O gênero será retomado na segunda metade dos anos 1990, época das primeiras
grandes crises financeiras sistêmicas e globais: a crise do México em 1995, a
crise das bolsas asiáticas em 1997-98 e o calote russo em 1998.
A retomada dos
filmes-catástrofes vem com filmes como “Independence Day” (1996), “Daylight” (1996),
“Twister” (1996), “Titanic” (1997), “Volcano” (1997), “O Inferno de Dante”
(1997), “Impacto Profundo” (1998) entre outros.
E na segunda metade dos anos
2000 com uma nova onda de instabilidade pela explosão da bolha especulativa
imobiliária dos EUA em 2008 e o derretimento da Zona do Euro a partir de 2009,
experimentamos um novo pico de filmes catástrofes: “Cloverfield – Monstro”
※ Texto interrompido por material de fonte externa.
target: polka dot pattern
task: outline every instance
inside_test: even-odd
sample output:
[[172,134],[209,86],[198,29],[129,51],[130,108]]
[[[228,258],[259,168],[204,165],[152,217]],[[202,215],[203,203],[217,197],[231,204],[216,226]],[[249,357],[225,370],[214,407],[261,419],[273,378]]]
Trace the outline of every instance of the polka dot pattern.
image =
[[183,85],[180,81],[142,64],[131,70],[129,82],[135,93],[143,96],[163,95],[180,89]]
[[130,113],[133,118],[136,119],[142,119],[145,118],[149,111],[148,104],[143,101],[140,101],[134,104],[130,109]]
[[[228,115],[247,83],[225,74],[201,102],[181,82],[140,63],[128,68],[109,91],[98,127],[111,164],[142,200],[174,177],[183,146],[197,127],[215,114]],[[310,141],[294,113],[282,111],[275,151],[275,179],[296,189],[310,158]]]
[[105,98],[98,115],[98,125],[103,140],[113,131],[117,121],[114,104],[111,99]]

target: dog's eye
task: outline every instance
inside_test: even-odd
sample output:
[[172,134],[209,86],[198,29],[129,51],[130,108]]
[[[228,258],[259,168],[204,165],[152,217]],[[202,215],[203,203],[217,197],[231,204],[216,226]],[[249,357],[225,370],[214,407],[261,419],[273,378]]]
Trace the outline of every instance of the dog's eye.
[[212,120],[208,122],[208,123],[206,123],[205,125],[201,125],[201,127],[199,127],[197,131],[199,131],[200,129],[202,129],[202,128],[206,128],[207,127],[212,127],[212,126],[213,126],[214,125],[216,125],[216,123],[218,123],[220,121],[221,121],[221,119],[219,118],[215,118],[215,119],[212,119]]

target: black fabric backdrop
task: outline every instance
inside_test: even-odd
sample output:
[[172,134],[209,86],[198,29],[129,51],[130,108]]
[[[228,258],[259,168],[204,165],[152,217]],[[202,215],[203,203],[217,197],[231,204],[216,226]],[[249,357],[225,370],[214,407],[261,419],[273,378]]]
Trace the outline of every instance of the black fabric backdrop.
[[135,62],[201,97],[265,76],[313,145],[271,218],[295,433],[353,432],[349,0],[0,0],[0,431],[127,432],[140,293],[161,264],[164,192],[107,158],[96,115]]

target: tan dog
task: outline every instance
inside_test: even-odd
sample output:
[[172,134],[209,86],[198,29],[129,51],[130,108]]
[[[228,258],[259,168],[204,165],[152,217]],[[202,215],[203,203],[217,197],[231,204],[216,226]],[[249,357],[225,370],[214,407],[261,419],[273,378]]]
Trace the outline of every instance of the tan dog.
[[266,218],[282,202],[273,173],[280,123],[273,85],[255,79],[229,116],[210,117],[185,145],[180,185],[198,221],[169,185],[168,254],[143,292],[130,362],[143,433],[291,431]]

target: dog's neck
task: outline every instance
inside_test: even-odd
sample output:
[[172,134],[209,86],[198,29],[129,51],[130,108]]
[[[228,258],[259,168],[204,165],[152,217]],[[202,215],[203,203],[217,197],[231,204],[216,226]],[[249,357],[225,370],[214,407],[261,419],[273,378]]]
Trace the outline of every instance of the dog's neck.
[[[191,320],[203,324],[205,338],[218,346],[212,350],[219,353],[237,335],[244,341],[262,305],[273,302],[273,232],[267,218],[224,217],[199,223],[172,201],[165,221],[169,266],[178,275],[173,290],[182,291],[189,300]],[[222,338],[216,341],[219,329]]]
(2008), “Fim dos Tempos” (2008), “A Estrada” (2009), “2012” (2009), “A Epidemia”
(2010) etc. E a onda de filmes continua na década de 2010 como reflexo da
demora da retomada da economia mundial: “Invasão do Mundo: a batalha de Los
Angeles” (2011), “Ataque ao Prédio” (2011) ou “O Impossível” (2012).
A ambiguidade das crises
Seguindo o conceito freudiano de
objeto fóbico, podemos concluir que há uma dupla necessidade imaginária para o
cinema expiar a ansiedade coletiva pelas crises por meio dos filmes-catástrofe:
(a) Como Ignácio Ramonet bem
observou, com o efeito de deslocamento, circunscrever e fixar o vetor da crise
como uma calamidade de ordem natural para, dessa maneira, despolitizar os
acontecimento;
(b) Retirar uma perigosa
ambiguidade imaginária das crises: assim como Freud observou que o objeto de
uma fobia foi fonte de prazer no passado, crises e instabilidades vislumbram a
inesperada possibilidade de libertação com a destruição de uma ordem. Crises e
desordens podem produzir desobediências civis e, no âmbito político,
possibilidade de novos discursos críticos emergirem. Por isso a necessidade do
cinema transformar a crise em um objeto fóbico, para afastar do horizonte
qualquer esperança de mudanças.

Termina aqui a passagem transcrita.